This document specifies the tool-calling interface contract between Eric's supplier bot V2 pipeline and Sourcy's production infrastructure. It covers: what tools fire, what signals they produce, the exact API format, grounding guarantees, and what Sourcy needs to build to consume the output.
The system has two LLM agents that run sequentially. The conversation bot talks to suppliers in real-time and captures data via tools. The summary agent analyzes the completed conversation and emits operational signals.
// 1. Conversation bot runs, produces: { history: [/* bot ↔ supplier message array */], botToolTrace: [/* structured data captures */], status: "completed" | "no_reply" | "rejected" | "wechat_redirect" } // 2. Summary agent reads the outcome, produces: { signals: [/* operational signals for brain/ops */], brainReceipt: {/* confirmation from brain endpoint */} }
These are data-capture tools. They write to an in-memory array (botToolTrace) that is returned as part of the conversation outcome. They do not call external APIs. Sourcy reads botToolTrace from the outcome object.
| Tool | Purpose | Status | Evidence |
|---|---|---|---|
log_data |
Record a sourcing datapoint (MOQ, price, lead time, etc.) | LIVE | Fires in 10/10 benchmark cases. All grounded. |
note_blocker |
Record a goal blocker (MOQ mismatch, spec refusal) | LIVE | Fires in 3/10 applicable cases. All grounded. |
note_file_request |
Record supplier asking for buyer file (logo, design) | LIVE | Fires in 6/10 applicable cases. All grounded. |
acknowledge_media |
Record supplier sending images/files | TEXT TOKENS ONLY | Fires on [图片] tokens. Real multimodal (vision) not wired. |
{
"turn": 2,
"name": "log_data",
"args": {
"goalId": "moq", // matches goal taxonomy
"value": "300", // extracted value
"supplierQuote": "300起" // exact supplier wording
}
}
{
"turn": 4,
"name": "note_blocker",
"args": {
"goalId": "customization",
"blockerType": "quantity_too_low", // moq_mismatch | spec_refusal | authority_boundary | price_dead_end | quantity_too_low
"reason": "50个数量太少,无法做胶标Logo",
"supplierQuote": "这么少,做不了"
}
}
{
"turn": 5,
"name": "note_file_request",
"args": {
"assetType": "logo", // logo | design | spec_sheet | sample_photo | other
"urgency": "blocking_quote", // blocking_quote | nice_to_have
"supplierQuote": "要不你们提供给我们?"
}
}
{
"turn": 3,
"name": "acknowledge_media",
"args": {
"mediaType": "image", // image | file
"description": "产品图和包装图",
"supplierQuote": "[图片] 这是我们的产品图和包装图"
}
}
These tools emit operational signals that need a downstream consumer. Currently wired to a local JSON file (dummy-brain-endpoint.js). Sourcy must replace this with their brain/ops API.
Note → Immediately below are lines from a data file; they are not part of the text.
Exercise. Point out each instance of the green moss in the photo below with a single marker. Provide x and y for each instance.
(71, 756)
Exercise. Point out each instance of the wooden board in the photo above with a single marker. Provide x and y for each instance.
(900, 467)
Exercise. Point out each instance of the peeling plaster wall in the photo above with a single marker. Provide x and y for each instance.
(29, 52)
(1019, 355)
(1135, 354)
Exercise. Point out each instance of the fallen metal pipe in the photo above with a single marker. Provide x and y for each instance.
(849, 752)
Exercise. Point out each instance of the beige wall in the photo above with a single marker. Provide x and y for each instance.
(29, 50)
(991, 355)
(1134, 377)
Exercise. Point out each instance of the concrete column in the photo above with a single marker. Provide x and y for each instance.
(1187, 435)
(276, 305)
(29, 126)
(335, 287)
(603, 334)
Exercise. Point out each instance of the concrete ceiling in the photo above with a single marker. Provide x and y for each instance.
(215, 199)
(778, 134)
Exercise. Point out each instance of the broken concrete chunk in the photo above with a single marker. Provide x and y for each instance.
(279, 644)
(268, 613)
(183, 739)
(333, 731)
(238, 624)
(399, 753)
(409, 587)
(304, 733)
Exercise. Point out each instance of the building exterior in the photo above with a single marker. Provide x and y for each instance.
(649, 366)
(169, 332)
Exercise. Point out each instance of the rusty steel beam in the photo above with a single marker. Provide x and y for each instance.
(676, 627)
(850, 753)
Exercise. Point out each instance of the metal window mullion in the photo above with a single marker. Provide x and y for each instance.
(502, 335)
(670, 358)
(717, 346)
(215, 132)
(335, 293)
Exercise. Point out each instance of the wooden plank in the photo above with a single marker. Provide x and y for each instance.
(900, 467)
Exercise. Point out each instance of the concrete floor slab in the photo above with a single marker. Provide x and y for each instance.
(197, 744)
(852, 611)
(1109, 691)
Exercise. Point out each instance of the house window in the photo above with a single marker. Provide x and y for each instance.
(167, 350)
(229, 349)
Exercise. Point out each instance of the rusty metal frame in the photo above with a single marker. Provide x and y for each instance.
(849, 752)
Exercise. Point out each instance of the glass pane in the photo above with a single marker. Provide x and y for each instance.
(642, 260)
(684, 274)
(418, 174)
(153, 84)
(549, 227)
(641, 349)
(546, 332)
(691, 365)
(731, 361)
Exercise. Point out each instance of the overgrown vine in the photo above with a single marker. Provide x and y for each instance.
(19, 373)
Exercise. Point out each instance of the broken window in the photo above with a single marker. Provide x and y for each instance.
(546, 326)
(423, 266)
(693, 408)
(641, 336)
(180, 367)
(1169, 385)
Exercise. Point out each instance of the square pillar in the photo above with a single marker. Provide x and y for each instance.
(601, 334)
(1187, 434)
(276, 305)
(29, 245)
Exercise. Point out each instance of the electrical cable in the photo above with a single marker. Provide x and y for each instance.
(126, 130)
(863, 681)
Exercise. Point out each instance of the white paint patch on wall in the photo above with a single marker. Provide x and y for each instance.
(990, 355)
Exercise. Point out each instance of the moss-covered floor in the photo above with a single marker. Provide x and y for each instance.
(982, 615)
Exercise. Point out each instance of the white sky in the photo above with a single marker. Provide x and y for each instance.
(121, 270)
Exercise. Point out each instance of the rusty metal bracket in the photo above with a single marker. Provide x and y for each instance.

| Tool | Purpose | Output Signal Type | Status |
|---|---|---|---|
emit_signal |
Asset requests, manual review needs | asset_request, manual_review |
DUMMY ENDPOINT |
extract_timing |
Follow-up scheduling with delay estimate | schedule_follow_up |
DUMMY ENDPOINT |
flag_escalation |
Blocked goals needing human/brain attention | human_escalation |
DUMMY ENDPOINT |
receiveSignals(signals) endpoint that accepts the signal array below. The current dummy writes to a local JSON file. The interface is simple but has never been tested against a real backend.
{
"sessionId": "mes2-01-moq-rejection",
"supplierId": "supplier-123",
"supplierName": "常箱伴皮具源头工厂",
"source": "summary-agent-llm",
"timestamp": "2026-04-02T10:04:56.947Z",
"signalType": "human_escalation",
"severity": "medium", // low | medium | high
"reason": "quantity_too_low: Buyer needs to increase order quantity.",
"goalId": "customization",
"blockerType": "quantity_too_low",
"supplierQuote": "这么少,做不了",
"suggestedUnlock": "Buyer increases quantity to 300+"
}
{
"sessionId": "mes2-08-timing-tomorrow",
"signalType": "schedule_follow_up",
"severity": "medium",
"reason": "Supplier indicated timing: \"明天出去找一下五金\" (~24h).",
"followUpTiming": {
"delayHours": 24,
"rawPhrase": "明天出去找一下五金",
"confidence": "high" // high | medium | low
}
}
{
"sessionId": "mes2-06-file-request",
"signalType": "asset_request",
"severity": "high",
"reason": "Supplier needs logo file before quoting on customization.",
"goalId": "customization",
"supplierQuote": "logo发我一下可以吗?"
}
The pipeline calls Gemini's generateContent endpoint with function declarations. Sourcy's chatServer must be able to pass through or adapt this format.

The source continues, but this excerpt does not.